Memangkas Struktur BUMN agar Bergerak Cepat


Faustinus Nua | Ekonomi

Antara
 Antara
Toto Pranoto

KEPALA Lembaga Manajemen FEB UI dan pengamat BUMN Toto Pranoto menilai langkah Menteri BUMN Erick Thohir memberhentikan tujuh petinggi BUMN untuk merampingkan struktur di perusahaan pelat merah itu.

Sejauh ini, lanjutnya Kementerian BUMN mempunyai struktur yang gemuk sehingga pengambilan keputasan menjadi tidak efektif dan efisien. Terlebih di periode Jokowi jilid II sudah ditambah 2 wakil menteri (wamen).

"Sudah ada penunjukan 2 wamen, maka fungsi deputi dipangkas.

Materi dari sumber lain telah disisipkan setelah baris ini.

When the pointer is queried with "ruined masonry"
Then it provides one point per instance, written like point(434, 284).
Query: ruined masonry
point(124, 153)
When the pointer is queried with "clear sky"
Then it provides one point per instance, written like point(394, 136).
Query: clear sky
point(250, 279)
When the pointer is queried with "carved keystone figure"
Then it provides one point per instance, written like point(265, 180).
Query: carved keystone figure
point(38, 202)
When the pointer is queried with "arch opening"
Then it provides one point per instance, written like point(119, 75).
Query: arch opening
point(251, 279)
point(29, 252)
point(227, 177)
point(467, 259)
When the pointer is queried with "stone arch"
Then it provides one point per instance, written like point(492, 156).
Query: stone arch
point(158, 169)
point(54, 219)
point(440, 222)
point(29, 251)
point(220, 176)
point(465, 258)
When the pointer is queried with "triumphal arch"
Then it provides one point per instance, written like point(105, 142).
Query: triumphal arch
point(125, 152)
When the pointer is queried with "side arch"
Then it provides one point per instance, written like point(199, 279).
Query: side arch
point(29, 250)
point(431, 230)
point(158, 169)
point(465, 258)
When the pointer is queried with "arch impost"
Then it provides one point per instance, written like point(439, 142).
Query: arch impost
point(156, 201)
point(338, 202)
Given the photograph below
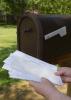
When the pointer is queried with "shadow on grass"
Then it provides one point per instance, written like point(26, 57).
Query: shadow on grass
point(7, 25)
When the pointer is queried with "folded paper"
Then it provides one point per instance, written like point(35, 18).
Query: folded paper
point(24, 66)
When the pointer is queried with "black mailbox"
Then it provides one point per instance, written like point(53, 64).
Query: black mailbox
point(31, 32)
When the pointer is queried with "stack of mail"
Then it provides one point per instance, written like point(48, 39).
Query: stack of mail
point(26, 67)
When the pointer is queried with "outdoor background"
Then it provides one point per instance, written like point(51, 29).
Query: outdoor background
point(10, 12)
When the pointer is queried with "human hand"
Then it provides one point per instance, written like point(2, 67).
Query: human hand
point(45, 88)
point(65, 74)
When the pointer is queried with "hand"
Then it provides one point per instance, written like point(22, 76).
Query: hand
point(65, 74)
point(45, 88)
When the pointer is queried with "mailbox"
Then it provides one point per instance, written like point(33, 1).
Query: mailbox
point(46, 37)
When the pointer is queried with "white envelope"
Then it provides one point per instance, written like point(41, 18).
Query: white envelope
point(24, 66)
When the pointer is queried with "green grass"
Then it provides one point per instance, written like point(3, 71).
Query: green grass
point(7, 45)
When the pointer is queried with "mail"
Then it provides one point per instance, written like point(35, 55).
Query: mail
point(23, 66)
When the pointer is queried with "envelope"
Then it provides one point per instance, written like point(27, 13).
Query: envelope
point(23, 66)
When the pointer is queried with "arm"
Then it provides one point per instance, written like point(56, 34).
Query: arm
point(47, 89)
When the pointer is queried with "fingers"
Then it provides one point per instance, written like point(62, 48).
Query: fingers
point(66, 79)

Tujuannya mungkin supaya struktur organisasi lebih ramping, span of control menjadi lebih pendek, sehingga proses eksekusi kebijakan dan proses monitoring evaluasi BUMN juga bisa lebih cepat," kata dia ketika dihubungi, (18/11).

 

Baca juga: 7 Petinggi BUMN Diberhentikan

 

Selain itu, Toto juga menambahkan bahwa penugasan deputi untuk kembali menjadi pejabat di BUMN juga merupakan langkah penyegaran. Menurutnya hal itu supaya para birokrat Kementerian BUMN bisa memiliki pengalaman mengelola korporasi.

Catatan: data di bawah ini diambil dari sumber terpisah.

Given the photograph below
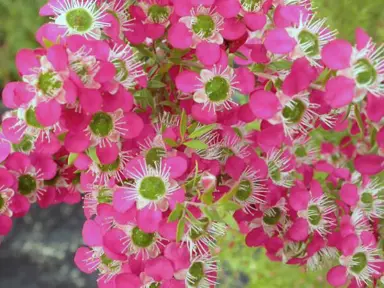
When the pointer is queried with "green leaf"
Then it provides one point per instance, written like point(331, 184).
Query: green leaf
point(176, 214)
point(280, 65)
point(92, 154)
point(171, 142)
point(253, 126)
point(47, 43)
point(211, 214)
point(202, 130)
point(155, 84)
point(240, 55)
point(196, 144)
point(257, 68)
point(72, 158)
point(180, 230)
point(183, 124)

"Harapannya pengalaman mereka bisa bertambah sehingga kalau di kemudian hari balik ke birokrasi sudah jauh lebih baik exposure-nya," tuturnya.

Menurutnya, model penyegaran tersebut merupakan hal yang sudah biasa terjadi di Kementerian BUMN. Pada masa-masa menteri BUMN sebelumnya,  hal tersebut lumrah dilakukan.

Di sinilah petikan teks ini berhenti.